Russia’s foreign minister is heading to Ethiopia Tuesday, his last stop on a four-nation tour of Africa aimed at countering Western criticism of Russia’s invasion of Ukraine. Western nations blame the invasion for worsening food shortages in record drought-stricken East Africa, including Ethiopia. But Ethiopia has also been under Western pressure over its war with Tigray rebels and has a historic friendship with Russia.
Sergey Lavrov will round off his Africa tour by meeting with Ethiopian officials in Addis Ababa as he fends off accusations that his country is exporting hunger through its war in Ukraine.
He will also try to strengthen ties with Ethiopia’s federal government, whose relations with the West have soured amid accusations of human rights abuses in the Tigray conflict.

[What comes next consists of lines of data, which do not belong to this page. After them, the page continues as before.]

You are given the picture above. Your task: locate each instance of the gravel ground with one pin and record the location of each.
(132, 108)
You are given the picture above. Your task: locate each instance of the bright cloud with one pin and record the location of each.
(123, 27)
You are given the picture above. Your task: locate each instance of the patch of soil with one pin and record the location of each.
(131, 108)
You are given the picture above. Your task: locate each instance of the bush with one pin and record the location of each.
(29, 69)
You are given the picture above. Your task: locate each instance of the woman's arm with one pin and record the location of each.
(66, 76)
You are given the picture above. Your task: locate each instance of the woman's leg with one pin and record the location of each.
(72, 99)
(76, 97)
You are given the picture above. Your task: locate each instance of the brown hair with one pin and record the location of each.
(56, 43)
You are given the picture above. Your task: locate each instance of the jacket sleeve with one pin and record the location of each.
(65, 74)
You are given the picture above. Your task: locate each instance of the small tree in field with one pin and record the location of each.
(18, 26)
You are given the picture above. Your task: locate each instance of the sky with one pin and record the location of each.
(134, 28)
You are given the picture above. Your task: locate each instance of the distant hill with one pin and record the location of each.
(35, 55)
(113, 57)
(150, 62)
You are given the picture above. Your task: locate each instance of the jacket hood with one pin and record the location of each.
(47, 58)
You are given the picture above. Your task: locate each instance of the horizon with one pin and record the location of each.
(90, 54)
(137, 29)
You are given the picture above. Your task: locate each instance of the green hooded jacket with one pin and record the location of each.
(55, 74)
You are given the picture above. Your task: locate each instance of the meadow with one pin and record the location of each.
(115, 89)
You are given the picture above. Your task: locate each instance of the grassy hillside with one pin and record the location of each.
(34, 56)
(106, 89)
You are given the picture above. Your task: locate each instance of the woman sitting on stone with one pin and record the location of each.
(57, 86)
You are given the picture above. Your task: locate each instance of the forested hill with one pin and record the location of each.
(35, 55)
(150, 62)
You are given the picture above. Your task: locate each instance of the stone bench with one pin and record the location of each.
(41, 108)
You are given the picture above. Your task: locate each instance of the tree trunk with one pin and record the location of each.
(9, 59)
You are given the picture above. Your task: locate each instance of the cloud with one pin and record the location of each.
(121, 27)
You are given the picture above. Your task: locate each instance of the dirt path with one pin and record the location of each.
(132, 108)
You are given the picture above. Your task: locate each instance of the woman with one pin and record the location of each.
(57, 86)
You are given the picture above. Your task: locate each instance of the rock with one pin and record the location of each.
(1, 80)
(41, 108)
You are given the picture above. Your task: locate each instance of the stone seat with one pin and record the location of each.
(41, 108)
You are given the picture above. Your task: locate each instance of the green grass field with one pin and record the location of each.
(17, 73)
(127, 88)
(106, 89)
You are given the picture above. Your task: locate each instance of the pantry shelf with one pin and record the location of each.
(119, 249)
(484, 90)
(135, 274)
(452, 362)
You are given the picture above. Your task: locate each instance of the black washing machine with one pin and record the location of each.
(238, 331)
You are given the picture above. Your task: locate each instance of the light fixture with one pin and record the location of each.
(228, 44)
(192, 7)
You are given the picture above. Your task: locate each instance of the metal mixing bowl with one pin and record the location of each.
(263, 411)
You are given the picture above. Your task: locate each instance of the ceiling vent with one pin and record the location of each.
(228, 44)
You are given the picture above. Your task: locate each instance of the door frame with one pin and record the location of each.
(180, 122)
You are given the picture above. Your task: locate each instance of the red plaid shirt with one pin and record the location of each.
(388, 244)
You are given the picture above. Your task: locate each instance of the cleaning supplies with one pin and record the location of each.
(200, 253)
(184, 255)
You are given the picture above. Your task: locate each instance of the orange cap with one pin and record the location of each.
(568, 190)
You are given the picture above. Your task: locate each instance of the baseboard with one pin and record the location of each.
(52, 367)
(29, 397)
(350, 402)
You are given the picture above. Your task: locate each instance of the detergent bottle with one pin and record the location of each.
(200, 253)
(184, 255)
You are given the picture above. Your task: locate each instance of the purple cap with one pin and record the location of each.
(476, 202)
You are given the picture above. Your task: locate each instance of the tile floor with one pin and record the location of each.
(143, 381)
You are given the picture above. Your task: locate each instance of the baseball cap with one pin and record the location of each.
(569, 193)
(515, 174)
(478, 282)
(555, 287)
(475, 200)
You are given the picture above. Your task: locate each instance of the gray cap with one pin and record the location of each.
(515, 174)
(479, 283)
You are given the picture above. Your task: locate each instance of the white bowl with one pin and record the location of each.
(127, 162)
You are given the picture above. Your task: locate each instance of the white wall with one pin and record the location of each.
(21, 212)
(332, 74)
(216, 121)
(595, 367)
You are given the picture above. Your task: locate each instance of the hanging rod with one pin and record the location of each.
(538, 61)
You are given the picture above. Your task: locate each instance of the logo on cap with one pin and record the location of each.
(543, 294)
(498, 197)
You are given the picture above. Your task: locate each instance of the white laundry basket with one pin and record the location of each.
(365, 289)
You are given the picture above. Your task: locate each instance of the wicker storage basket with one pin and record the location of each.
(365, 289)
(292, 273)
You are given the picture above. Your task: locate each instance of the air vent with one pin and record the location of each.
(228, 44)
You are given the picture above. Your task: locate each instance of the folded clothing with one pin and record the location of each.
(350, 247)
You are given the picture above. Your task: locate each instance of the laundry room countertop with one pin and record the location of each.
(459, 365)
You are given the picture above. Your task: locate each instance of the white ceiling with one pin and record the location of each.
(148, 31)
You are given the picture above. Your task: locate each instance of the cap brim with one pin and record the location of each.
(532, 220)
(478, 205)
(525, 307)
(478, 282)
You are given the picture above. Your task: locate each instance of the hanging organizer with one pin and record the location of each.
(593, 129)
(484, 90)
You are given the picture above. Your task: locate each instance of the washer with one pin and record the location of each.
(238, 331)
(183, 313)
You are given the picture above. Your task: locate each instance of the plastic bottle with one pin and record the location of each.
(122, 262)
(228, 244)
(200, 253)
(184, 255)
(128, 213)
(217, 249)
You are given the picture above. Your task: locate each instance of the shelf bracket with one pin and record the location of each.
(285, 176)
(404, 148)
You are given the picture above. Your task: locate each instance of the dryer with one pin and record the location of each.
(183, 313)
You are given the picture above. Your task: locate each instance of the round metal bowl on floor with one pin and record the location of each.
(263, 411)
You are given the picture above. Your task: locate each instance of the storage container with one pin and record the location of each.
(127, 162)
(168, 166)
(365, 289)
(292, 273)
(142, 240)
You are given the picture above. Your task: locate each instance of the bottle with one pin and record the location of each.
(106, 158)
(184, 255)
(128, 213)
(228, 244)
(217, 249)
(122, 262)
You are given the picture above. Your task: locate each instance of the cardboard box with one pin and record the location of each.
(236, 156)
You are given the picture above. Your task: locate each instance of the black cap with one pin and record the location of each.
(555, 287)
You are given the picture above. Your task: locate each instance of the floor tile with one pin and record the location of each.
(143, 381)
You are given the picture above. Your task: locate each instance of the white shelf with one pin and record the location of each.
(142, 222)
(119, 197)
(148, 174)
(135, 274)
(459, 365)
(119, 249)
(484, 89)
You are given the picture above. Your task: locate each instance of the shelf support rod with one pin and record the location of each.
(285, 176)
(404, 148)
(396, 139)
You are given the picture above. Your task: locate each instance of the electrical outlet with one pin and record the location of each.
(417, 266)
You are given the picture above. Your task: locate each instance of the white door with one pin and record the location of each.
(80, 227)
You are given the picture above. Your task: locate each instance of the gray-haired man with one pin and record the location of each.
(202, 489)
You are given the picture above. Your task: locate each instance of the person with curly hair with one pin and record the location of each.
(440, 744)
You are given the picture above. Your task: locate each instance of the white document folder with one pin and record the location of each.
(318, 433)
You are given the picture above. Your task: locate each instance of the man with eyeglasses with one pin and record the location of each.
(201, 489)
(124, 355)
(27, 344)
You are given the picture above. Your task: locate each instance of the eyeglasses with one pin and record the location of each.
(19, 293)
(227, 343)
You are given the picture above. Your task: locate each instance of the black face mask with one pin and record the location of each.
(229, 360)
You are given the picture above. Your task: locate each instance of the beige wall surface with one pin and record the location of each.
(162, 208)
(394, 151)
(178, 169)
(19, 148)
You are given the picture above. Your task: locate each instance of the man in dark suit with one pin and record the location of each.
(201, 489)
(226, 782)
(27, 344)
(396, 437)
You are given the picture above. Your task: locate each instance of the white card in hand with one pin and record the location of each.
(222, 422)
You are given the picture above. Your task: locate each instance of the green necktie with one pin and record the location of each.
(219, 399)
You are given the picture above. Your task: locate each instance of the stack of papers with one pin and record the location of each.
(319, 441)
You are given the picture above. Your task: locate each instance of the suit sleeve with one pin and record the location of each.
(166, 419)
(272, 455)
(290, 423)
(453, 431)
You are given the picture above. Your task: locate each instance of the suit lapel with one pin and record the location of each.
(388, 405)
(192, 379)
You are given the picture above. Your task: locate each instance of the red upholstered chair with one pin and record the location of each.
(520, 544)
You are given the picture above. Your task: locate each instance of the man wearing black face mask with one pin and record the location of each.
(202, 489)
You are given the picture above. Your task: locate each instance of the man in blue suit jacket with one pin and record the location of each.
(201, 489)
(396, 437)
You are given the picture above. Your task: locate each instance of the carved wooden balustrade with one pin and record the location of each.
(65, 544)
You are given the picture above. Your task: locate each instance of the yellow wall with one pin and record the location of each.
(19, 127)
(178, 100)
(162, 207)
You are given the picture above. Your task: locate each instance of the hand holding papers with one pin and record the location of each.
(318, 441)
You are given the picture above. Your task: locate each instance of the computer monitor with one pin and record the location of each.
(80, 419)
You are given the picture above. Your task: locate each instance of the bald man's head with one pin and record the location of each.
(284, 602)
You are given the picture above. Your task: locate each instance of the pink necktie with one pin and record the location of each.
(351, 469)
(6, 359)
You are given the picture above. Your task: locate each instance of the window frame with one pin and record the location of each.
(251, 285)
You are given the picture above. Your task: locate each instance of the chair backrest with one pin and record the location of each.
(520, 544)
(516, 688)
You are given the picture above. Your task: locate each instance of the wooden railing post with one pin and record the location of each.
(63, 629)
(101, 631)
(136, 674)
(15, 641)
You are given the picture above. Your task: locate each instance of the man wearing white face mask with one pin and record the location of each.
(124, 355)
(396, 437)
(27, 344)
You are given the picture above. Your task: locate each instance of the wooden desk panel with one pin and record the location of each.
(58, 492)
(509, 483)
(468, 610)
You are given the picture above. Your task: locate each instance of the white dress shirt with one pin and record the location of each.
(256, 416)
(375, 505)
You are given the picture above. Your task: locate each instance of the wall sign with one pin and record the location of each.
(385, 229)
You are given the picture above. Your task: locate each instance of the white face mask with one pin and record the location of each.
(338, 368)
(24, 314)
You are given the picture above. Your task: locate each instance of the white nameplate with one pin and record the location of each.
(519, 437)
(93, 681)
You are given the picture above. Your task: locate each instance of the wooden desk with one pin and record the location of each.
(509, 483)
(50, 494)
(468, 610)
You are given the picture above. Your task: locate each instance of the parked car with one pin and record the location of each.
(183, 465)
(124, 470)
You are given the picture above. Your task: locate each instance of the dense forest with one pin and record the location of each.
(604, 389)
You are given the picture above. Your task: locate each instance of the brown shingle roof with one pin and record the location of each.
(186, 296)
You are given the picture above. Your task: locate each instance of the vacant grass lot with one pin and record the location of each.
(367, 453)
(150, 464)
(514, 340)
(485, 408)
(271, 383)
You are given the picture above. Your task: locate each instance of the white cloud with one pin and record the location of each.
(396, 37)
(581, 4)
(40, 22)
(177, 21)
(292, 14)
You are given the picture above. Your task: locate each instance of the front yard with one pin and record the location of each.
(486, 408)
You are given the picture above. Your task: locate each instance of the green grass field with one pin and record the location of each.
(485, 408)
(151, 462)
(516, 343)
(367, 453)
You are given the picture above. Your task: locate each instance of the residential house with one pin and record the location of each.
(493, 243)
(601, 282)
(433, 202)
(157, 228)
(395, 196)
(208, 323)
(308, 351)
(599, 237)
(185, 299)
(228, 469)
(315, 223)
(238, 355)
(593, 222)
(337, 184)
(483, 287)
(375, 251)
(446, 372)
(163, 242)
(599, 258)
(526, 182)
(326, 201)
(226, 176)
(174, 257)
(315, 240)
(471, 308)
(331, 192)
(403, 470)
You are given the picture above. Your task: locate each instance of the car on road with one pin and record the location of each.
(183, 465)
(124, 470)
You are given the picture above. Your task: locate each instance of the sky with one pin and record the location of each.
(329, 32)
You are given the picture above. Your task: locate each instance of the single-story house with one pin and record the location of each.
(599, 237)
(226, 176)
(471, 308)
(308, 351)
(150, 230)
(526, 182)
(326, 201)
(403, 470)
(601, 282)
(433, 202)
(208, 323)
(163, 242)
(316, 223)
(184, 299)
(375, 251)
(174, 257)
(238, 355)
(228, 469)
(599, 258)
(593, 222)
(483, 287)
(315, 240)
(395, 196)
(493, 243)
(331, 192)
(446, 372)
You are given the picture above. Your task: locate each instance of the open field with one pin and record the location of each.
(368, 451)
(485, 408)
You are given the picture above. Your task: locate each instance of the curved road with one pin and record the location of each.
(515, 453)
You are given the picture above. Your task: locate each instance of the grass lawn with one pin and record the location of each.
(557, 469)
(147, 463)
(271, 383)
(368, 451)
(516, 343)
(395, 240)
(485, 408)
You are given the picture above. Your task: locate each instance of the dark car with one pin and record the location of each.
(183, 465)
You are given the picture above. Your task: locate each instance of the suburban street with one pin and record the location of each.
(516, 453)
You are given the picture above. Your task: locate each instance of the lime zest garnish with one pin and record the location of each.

Russia’s presence in Ethiopia is scant compared to other countries. It does not have a large aid footprint like the U.S. Nor does it invest heavily in infrastructure as the Chinese do.
But the two countries have a strong diplomatic partnership. Since the Tigray war started in November 2020, Russia has shielded Ethiopia at the United Nations Security Council by insisting meetings be held behind closed doors and using its veto to block statements condemning alleged abuses by Ethiopian forces.
It is not unusual to hear people in Addis Ababa express a preference for Russia over Western countries, which Prime Minister Abiy Ahmed’s government has suggested are behind a conspiracy supporting the Tigray People’s Liberation Front rebel group, or TPLF.
Moges Zewdu Teshome, an independent researcher, said the Russia-Ethiopia relationship has deep historical roots.
“The Ethiopian government has always been in a good relationship even during those turbulent periods of the Cold War, of course, siding with the Soviet Union, as you may recall,” he said. “And then if we see it in the context of the current quagmire which Ethiopia is in when it comes to its international relations and foreign policy posture, Russia has been backing the Ethiopian claims and or at least positions in the U.N. Security Council.”
Ethiopian officials will likely seek assurances from Lavrov that Black Sea wheat exports will resume. Ethiopia has plans to boost its wheat production in an attempt to become self-sufficient. But for the time being, it imports over 40% of its grain from Ukraine and Russia, and some 30 million Ethiopians currently rely on food aid sourced from global grain markets.
Last year, as the Tigray war continued, Russia signed a security partnership with Ethiopia. The deal raised eyebrows among Western diplomats whose countries suspended aid.
However, Awet Weldemichael, a professor at Queen’s University in Ontario, said Russia cannot displace the Western presence in Ethiopia, especially as the prime minister tries to rehabilitate ties with the U.S. now that the Tigray conflict is cooling down.
“I don’t think that the West’s relationship with the Ethiopian prime minister is as bad as it was six months ago or a year ago,” he said. “We increasingly see the West has been actively normalizing the prime minister and his policies. In light of that, in light of the mending of fences, so to speak, between Addis Ababa and Western capitals. I doubt that Foreign Minister Lavrov will have much of a chance.”
Ethiopia abstained from voting on the U.N. resolution condemning Russia’s invasion of Ukraine in March.